Originally named Pokerville, with a population of 675 in 1849—a year before California claimed statehood— it features a squat town hall with little business to conduct, a wood frame library with seemingly few visitors and two restaurants, one of which Michelin gives five stars. It earns every one of them.

Not far from Plymouth is Volcano-with a population just over 100 depending on what month you are counting.  In its heyday it had thousands of residents, three breweries, sixteen hotels, 37 saloons and huge quantities of gold.

It is also site of the state’s first astronomical observatory, its first public law school and the state’s first amateur theatrical company which is still putting on productions.

There is no government but it has a “Mayor”, a likeable chap who apparently was given the title as the town’s most elderly citizen.

As gold fever mounted, Plymouth’s population along with neighboring gold-mining centers such as Volcano, Fiddletown, Jackson, Drytown, Ione, Amador City—and most famously Sutter Creek —exploded with arrivals from all over the globe panning for the precious metal. 

(For historical accuracy, the first recorded discovery of gold in California was in 1775-1780 in the so-called Potholes district of Imperial County. This was followed by a discovery in 1828 of small deposits in San Ysidro in San Diego County).

At its peak, John Sutter oversaw a dozen mines burrowing into the Mother Lode. When he commenced operations there were 200 townspeople. At the height of the gold rush the numbers swelled to well over 10,000. Some would become rich.

There was also an ugly side to this history which speaks of less savory developments in the midst of all this frenzied activity.

Legend has it that Sutter’s workers—average age 22— endured what amounted to slave conditions and he compensated them “with cheap pieces of tin that could only be redeemed at his store and punished them if they left camp.”

When he arrived there were 275,000 American Indians which were decimated after killing sprees in which many were raped and murdered by miners who saw them as competitors for the gold.  By 1900, the state’s entire Indian population had dwindled to 16,000.
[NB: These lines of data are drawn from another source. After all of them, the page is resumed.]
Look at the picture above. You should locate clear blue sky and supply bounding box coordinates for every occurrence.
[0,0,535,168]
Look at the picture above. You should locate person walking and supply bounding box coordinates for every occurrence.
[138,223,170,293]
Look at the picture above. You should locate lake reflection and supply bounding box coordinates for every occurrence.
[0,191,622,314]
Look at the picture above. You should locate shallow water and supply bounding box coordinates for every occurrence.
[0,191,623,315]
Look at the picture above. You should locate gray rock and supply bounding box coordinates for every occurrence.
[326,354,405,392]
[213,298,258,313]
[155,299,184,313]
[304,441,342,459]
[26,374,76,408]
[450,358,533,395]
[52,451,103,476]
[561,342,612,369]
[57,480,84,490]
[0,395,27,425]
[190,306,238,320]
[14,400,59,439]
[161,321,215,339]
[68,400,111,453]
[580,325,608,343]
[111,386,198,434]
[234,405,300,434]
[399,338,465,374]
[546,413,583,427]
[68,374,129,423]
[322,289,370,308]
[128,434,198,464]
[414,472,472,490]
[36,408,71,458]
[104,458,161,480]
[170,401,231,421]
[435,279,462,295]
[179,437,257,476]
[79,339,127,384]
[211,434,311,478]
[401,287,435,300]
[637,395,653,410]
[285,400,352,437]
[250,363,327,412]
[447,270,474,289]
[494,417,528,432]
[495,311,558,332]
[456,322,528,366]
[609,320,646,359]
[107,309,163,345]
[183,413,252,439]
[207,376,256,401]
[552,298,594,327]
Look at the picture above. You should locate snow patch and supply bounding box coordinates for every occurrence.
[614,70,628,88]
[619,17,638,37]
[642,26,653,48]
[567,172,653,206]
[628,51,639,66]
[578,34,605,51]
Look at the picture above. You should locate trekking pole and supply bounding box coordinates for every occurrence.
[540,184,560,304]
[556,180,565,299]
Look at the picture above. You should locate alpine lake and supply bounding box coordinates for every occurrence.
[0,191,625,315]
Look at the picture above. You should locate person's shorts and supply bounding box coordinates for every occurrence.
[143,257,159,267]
They were given some redemption years later as Sutter saw much of his vas property holdings overrun by rapacious miners who looted his livestock for food.

The start of the massive Gold Rush on January 24, 1848 is actually credited to one James Marshall who spotted a gleaming object in the American River. 
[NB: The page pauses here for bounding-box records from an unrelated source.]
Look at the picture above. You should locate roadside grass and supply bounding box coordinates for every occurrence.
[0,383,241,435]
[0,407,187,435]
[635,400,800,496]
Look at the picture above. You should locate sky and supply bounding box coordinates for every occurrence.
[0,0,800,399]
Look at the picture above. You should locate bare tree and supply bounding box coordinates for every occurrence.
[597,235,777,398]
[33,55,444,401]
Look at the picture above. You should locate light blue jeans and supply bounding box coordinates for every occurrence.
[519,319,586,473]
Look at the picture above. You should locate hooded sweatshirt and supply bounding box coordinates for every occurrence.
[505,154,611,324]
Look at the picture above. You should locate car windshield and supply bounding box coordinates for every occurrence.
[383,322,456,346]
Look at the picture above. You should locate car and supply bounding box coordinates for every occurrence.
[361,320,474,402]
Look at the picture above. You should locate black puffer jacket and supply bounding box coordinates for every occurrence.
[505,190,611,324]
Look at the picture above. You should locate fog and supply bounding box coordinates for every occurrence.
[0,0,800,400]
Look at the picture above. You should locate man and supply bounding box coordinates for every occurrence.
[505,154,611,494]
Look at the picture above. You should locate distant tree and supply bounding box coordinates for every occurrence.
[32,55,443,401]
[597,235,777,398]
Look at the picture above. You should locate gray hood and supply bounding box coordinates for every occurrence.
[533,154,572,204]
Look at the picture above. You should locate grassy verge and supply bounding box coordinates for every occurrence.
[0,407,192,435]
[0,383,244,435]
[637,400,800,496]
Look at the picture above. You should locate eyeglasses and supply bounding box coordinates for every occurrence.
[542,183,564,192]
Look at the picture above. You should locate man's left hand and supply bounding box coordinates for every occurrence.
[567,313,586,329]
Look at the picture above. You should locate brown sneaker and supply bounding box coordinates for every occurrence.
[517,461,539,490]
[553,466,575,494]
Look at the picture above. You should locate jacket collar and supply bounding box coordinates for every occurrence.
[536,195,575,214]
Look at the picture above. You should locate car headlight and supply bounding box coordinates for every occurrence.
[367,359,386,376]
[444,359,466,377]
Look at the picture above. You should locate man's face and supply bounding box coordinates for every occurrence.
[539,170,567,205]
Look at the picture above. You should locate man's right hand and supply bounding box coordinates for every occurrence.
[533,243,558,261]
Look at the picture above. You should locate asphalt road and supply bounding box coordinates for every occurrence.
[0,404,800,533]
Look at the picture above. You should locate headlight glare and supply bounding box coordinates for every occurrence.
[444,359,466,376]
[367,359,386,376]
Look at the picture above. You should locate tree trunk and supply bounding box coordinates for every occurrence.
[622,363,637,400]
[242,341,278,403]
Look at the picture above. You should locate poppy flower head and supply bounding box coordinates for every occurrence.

Within months his accidental discovery triggered the “largest mass migration in the history of the Western Hemisphere.”

Sutter hired Marshall, a millwright with a 5th grade education, to build a sawmill for him in order to expand his empire. At the time, three-quarters of an ounce of the precious mineral was valued at $20.76 per ounce. 
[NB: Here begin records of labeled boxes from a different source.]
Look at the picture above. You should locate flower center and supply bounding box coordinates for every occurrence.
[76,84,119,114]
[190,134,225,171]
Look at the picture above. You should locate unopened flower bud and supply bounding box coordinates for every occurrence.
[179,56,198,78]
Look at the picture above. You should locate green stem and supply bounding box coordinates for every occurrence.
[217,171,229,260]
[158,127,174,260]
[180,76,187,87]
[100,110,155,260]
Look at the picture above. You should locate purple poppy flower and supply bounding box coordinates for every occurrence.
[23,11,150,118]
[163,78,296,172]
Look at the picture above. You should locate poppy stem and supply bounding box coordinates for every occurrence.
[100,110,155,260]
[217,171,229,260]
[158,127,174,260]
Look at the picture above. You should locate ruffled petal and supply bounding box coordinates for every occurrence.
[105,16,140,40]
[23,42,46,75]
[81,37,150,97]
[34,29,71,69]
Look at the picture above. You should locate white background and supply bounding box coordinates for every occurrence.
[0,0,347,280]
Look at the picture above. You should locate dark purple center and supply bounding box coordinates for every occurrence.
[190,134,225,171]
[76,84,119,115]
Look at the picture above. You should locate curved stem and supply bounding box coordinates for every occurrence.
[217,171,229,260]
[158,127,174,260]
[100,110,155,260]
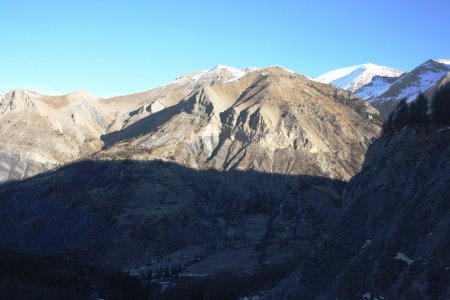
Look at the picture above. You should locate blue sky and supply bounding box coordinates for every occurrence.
[0,0,450,97]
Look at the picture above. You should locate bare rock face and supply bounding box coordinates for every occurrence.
[0,90,113,181]
[273,127,450,299]
[0,66,380,274]
[0,66,380,181]
[99,67,379,179]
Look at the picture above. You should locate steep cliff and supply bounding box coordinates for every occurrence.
[272,126,450,299]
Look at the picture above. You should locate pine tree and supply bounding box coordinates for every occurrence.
[409,93,428,124]
[431,82,450,124]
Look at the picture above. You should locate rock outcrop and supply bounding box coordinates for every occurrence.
[273,127,450,299]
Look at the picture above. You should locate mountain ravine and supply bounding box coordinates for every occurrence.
[269,126,450,299]
[0,65,381,181]
[0,66,381,275]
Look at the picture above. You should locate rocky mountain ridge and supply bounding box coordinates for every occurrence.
[0,65,380,180]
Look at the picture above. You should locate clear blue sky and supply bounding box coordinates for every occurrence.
[0,0,450,96]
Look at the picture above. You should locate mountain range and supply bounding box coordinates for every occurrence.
[0,60,450,299]
[314,59,450,117]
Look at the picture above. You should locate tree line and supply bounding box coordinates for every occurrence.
[383,82,450,133]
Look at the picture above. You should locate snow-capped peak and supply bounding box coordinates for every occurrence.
[314,63,403,92]
[433,58,450,66]
[177,65,247,82]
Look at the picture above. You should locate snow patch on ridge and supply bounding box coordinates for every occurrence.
[433,58,450,66]
[394,252,414,266]
[314,63,403,92]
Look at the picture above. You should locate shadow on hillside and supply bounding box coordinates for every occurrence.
[101,96,194,149]
[0,160,345,267]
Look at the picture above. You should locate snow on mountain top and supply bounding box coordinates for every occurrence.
[314,63,403,92]
[433,58,450,65]
[68,90,98,99]
[176,65,247,82]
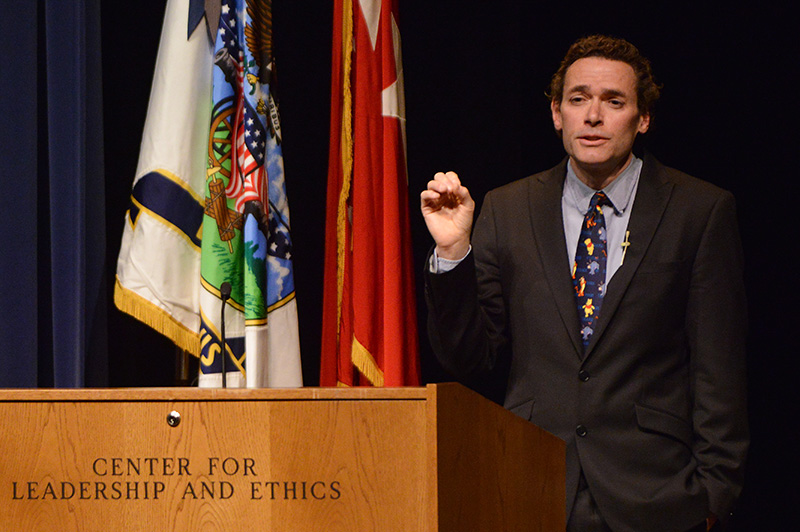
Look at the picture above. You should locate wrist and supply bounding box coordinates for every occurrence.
[436,240,469,260]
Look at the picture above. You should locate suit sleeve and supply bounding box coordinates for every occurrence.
[425,193,508,381]
[686,192,749,518]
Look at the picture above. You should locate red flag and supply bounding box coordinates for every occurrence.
[320,0,419,386]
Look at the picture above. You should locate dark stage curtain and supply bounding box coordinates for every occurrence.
[0,0,108,387]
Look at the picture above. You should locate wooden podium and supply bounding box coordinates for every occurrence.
[0,384,565,532]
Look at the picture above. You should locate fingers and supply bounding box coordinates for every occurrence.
[428,172,461,194]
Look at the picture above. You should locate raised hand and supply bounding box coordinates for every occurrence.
[420,172,475,260]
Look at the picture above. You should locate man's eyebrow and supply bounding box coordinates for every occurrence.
[566,85,629,98]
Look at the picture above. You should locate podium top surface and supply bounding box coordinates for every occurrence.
[0,384,434,402]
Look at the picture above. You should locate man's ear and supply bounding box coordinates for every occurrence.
[638,113,650,134]
[550,100,563,131]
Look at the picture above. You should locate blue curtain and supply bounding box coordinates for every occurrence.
[0,0,108,387]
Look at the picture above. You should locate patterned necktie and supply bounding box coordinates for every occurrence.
[572,192,613,350]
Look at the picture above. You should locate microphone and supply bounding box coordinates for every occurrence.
[219,281,231,388]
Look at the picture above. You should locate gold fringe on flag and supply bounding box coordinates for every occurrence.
[114,278,200,356]
[351,336,383,387]
[336,0,353,345]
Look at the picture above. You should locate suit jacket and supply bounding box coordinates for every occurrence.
[426,156,748,532]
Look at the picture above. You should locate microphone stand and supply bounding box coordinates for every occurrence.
[219,281,231,388]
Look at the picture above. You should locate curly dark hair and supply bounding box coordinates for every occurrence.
[547,35,661,116]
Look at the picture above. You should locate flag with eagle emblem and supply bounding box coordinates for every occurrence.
[320,0,419,386]
[115,0,302,387]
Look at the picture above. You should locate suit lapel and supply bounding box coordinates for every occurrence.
[529,159,583,357]
[586,155,672,357]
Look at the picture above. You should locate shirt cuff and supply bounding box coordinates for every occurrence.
[428,245,472,274]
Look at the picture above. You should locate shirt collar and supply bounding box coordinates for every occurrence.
[564,155,642,216]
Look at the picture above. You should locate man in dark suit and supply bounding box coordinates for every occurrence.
[421,36,748,532]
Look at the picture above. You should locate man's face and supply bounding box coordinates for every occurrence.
[550,57,650,186]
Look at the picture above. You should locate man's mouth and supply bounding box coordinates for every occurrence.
[578,135,608,145]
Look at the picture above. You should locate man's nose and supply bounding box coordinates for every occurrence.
[586,100,603,126]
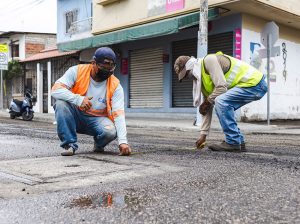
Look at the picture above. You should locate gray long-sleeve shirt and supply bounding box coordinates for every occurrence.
[51,66,127,145]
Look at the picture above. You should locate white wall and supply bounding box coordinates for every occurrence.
[241,22,300,120]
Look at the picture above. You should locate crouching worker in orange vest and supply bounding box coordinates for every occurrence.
[51,47,131,156]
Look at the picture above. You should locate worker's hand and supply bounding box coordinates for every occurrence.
[199,99,212,116]
[119,143,131,156]
[196,134,206,149]
[80,96,93,111]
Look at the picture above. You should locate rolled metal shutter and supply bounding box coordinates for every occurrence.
[172,32,233,107]
[129,48,163,108]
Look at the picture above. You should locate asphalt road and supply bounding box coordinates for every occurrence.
[0,118,300,224]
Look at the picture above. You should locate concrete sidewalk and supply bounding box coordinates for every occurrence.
[0,110,300,135]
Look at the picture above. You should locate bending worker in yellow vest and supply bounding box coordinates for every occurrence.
[174,52,267,152]
[51,47,131,156]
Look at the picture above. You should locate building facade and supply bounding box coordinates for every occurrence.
[52,0,300,120]
[0,32,56,108]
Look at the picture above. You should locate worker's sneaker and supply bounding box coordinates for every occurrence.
[208,141,242,152]
[61,147,75,156]
[93,144,104,153]
[241,142,247,152]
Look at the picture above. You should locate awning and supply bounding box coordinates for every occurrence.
[20,48,79,62]
[57,8,219,51]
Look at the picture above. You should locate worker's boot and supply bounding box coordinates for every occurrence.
[93,143,104,153]
[208,141,242,152]
[196,134,206,149]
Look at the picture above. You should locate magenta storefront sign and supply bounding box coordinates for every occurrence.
[166,0,184,12]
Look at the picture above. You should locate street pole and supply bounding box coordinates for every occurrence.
[195,0,208,126]
[267,34,271,125]
[0,69,3,110]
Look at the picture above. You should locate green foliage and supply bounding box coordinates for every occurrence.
[3,60,22,80]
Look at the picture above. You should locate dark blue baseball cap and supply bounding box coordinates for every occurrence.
[93,47,116,63]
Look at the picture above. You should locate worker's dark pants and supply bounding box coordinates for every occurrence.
[215,77,268,145]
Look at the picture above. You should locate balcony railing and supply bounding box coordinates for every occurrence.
[68,17,93,35]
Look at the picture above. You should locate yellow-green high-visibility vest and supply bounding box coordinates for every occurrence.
[201,52,263,96]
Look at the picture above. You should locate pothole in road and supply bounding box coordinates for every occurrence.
[65,192,151,209]
[0,154,185,201]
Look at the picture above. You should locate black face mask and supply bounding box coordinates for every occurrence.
[96,68,113,82]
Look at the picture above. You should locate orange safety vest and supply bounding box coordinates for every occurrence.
[71,64,120,121]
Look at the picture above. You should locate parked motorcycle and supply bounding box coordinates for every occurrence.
[9,92,34,121]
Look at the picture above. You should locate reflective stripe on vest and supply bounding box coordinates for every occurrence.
[201,53,263,96]
[71,65,120,121]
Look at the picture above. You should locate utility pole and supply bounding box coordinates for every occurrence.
[195,0,208,126]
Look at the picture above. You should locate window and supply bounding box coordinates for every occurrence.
[10,42,20,58]
[66,9,78,33]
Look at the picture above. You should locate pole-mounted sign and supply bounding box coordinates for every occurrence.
[259,22,280,125]
[0,44,8,109]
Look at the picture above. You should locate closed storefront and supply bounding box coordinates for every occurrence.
[172,32,233,107]
[129,48,163,108]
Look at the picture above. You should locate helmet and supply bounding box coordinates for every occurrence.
[93,47,116,63]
 Today, an ounce of gold is selling at $1,412.59—a 300% jump over the past 15 years and rising.

Sutter spent his final years suing the federal government for compensation for his losses. He got nowhere and Marshall died in poverty.

California long ago eclipsed the dreams of the early pioneers by magnitudes that are unmeasurable. Giant skyscrapers dominate large stretches of our urban landscape and most of the goldmines have been shuttered since the 1940s.

Still, if you take a short stroll through one of these pastoral serene villages which seem like ghost towns, sharpen your senses and you may  conjure up the raucous bedlam of a bygone era. 

As the state continues its inevitable expansion in each new wave of migration people holding big dreams of their own will be pushing ever farther into unoccupied territory.  They will require new housing even as the state copes with the present housing crisis.

Let’s hope we make efforts to preserve these historic sanctums of yesteryear undisturbed by the pace of progress driven by incoming generations of dreamers!

The Wild West grew up on the Barbary Coast of San Francisco after the Great Earthquake and Fire of 1906, went through adolescence in Hollywood and the ever bountiful harvests of the Central Valley, achieved adulthood and a new measure of respectability in Silicon Valley, and is still yearning for indisputable maturity.

But it was won on the well-trod dirt roads of Amador and its sister counties leaving  trophies that are worth keeping.